The second question to be answered in determining legal responsibili*293ty for plaintiff’s damages concerns the indemnification agreement signed by Miller and Best Cranes. It provided in part as follows:

“2. INDEMNIFICATION: Lessee agrees that the equipment and all persons operating such equipment, including Lessor’s employees, are under Lessee’s exclusive jurisdiction, supervision and control and agrees to indemnify and save Lessor, its employees and agents harmless from all claims for death or injury to persons, including Lessor’s employees, and from all loss, damage or injury to property, including the equipment, arising in any manner out of Lessee’s operation. * * *
“Lessee shall not be required to indemnify Lessor for its sole negligence * * ■»

My preceding determination that Wegener became a special employee of Miller for this job eliminates Miller’s sole argument that the indemnification agreement does not cover the present situation.
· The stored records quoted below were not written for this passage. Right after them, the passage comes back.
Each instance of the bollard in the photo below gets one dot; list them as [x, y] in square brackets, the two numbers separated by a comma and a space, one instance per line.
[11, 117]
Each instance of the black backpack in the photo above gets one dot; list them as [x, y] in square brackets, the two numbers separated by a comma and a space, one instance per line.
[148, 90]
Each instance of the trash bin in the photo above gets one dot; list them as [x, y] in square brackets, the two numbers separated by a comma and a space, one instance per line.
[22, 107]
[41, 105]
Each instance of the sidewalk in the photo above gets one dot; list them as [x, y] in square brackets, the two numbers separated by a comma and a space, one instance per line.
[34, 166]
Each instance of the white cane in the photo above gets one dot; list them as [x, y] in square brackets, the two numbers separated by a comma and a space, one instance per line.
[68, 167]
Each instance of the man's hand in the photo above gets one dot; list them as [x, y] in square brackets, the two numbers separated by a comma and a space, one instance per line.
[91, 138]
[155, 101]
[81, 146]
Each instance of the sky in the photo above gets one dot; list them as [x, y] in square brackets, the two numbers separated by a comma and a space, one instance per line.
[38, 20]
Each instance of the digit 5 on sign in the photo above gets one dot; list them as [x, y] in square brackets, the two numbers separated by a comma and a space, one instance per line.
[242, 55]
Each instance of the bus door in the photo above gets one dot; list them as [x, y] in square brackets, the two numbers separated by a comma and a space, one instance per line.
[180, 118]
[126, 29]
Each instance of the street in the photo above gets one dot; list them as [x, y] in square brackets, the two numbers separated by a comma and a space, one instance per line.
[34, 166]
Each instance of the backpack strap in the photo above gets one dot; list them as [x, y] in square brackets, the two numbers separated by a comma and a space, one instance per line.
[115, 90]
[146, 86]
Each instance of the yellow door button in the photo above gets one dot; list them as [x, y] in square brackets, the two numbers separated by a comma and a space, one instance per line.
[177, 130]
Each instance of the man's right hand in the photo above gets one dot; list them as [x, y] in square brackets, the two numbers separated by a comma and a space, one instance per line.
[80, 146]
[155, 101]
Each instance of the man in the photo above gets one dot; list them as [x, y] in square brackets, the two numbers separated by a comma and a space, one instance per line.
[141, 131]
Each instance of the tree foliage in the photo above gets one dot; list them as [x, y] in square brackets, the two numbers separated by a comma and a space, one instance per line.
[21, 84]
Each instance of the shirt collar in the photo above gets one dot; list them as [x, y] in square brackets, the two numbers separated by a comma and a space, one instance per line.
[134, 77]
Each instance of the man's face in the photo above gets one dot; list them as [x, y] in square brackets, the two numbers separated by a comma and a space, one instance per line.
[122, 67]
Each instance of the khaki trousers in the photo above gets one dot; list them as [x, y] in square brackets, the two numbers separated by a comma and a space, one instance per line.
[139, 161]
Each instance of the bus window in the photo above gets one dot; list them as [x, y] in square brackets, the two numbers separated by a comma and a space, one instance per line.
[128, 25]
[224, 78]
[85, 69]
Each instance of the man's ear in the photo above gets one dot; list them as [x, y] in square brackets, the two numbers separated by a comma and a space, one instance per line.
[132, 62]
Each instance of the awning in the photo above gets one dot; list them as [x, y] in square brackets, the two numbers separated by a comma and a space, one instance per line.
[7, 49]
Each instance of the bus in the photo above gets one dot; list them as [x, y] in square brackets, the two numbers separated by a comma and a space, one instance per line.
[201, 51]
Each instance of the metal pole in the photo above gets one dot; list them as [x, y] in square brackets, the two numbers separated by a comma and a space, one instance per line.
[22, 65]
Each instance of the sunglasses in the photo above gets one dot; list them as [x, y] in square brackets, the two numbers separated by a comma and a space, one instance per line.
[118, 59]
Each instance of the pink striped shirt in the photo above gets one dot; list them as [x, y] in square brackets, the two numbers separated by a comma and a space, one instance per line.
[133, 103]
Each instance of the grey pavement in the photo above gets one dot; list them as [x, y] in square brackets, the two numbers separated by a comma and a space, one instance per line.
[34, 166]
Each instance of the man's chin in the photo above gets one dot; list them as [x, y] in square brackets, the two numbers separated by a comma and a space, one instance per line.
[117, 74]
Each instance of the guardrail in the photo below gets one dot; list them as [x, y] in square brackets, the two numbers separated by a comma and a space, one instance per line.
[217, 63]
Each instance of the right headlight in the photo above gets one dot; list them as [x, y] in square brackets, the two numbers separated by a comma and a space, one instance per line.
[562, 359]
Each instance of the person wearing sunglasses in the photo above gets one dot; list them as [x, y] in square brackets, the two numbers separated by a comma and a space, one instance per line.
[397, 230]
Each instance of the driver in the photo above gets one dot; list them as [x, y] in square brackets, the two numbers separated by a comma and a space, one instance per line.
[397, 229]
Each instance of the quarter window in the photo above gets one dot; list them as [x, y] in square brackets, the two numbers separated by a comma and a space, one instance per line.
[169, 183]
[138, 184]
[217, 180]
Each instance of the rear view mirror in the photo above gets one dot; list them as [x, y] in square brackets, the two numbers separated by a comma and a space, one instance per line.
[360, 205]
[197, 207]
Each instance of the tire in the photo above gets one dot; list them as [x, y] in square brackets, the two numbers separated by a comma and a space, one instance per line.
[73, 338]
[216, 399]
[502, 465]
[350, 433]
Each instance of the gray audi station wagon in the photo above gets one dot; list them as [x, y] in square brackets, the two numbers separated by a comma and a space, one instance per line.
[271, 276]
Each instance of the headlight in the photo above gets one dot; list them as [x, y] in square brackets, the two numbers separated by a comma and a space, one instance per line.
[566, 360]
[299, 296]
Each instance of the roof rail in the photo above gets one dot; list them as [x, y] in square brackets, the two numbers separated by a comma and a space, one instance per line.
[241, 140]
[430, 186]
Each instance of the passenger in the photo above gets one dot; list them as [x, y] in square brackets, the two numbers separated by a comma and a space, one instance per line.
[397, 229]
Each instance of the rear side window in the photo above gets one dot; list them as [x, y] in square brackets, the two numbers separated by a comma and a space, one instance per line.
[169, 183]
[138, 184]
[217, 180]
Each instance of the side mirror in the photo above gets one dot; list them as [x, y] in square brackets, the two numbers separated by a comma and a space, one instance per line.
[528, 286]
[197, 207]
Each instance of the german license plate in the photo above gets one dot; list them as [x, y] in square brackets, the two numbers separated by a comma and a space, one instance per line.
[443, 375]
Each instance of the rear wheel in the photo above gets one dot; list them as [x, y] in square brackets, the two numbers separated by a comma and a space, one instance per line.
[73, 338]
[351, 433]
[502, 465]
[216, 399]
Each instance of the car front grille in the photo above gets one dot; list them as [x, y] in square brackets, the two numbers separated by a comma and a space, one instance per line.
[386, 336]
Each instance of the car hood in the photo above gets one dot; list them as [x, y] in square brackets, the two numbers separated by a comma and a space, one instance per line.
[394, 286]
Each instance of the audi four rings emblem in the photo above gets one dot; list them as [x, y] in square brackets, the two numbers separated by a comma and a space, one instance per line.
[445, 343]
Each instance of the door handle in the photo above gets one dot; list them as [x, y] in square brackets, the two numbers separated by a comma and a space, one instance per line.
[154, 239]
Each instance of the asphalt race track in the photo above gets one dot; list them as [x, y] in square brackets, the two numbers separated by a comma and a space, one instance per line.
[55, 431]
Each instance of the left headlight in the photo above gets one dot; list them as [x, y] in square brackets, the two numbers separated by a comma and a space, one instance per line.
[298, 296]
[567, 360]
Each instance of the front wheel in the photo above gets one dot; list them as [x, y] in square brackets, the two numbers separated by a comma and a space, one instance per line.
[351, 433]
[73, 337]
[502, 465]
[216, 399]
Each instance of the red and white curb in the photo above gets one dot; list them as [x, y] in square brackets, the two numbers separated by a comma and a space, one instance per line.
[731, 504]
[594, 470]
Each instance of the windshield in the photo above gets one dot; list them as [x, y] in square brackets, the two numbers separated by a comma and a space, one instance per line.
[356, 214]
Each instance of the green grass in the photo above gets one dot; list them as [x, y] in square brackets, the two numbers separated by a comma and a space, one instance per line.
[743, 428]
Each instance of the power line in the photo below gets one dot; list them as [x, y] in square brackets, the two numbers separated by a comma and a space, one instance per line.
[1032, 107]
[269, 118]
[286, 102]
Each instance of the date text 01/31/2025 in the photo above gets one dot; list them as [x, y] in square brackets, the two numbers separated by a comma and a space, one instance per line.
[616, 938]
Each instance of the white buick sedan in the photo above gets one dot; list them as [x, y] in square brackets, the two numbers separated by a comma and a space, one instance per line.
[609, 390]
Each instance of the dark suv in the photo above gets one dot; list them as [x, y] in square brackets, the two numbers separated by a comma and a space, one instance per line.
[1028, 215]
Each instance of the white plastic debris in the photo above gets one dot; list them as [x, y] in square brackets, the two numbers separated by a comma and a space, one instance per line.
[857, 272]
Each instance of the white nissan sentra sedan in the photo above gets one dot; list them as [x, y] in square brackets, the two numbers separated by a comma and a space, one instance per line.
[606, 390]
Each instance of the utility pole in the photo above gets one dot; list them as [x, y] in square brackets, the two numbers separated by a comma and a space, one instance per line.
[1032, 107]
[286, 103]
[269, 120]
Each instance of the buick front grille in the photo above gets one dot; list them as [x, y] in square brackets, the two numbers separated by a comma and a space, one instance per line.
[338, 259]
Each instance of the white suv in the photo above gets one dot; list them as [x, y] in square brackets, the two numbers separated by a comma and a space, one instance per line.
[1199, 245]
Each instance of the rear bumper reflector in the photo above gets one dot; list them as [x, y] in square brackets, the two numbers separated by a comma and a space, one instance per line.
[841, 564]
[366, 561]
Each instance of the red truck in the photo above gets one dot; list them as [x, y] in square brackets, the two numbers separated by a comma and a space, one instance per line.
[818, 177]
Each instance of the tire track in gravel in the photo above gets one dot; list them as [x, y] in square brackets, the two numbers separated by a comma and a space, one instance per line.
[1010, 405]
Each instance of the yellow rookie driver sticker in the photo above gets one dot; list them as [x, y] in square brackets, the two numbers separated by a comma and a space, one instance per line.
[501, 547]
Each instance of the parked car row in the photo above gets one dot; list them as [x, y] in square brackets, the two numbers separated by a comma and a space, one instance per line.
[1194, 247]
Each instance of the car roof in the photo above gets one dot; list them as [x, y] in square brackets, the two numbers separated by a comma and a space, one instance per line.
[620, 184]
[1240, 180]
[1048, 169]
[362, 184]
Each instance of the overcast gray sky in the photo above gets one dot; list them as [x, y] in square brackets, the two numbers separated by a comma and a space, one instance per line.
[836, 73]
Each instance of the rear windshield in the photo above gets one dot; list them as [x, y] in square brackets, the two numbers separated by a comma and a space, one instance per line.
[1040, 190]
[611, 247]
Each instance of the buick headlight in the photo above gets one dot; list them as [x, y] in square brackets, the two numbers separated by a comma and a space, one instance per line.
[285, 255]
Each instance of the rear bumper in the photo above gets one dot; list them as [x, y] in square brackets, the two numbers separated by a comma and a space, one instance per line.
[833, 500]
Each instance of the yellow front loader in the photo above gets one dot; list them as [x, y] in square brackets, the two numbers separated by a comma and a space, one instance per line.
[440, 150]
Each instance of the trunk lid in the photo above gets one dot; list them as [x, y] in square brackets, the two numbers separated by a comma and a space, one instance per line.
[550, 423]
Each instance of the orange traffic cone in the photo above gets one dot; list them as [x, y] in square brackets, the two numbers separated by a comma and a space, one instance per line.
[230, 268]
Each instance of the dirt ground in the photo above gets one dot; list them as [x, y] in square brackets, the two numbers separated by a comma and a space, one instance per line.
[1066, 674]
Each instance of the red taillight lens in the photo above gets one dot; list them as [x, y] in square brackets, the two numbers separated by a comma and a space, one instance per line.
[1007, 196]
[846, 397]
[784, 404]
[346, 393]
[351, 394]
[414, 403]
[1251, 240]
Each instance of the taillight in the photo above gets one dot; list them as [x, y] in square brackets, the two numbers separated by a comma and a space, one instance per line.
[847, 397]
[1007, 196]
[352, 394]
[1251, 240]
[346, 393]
I find that under the agreement, Miller is liable for the entire sum owed plaintiff.

There is, however, one remaining issue — one that cannot be decided on a motion for summary judgment. Miller alleges that Wegener was inexperienced and that Best Cranes was thus negligent in supplying him for this operation. Miller’s signal man made this protest to his immediate superior, but there is no record of any further action. This raises a matter for the trier of fact to decide.

Thus, my decision that Wegener was the special employee of Miller and that Miller is liable under the indemnification agreement does not dispose of the case. A final determination of liability must await a decision about Best Cranes’ alleged negligence, and if they are found negligent, whether or not the indemnification clause covers that negligence.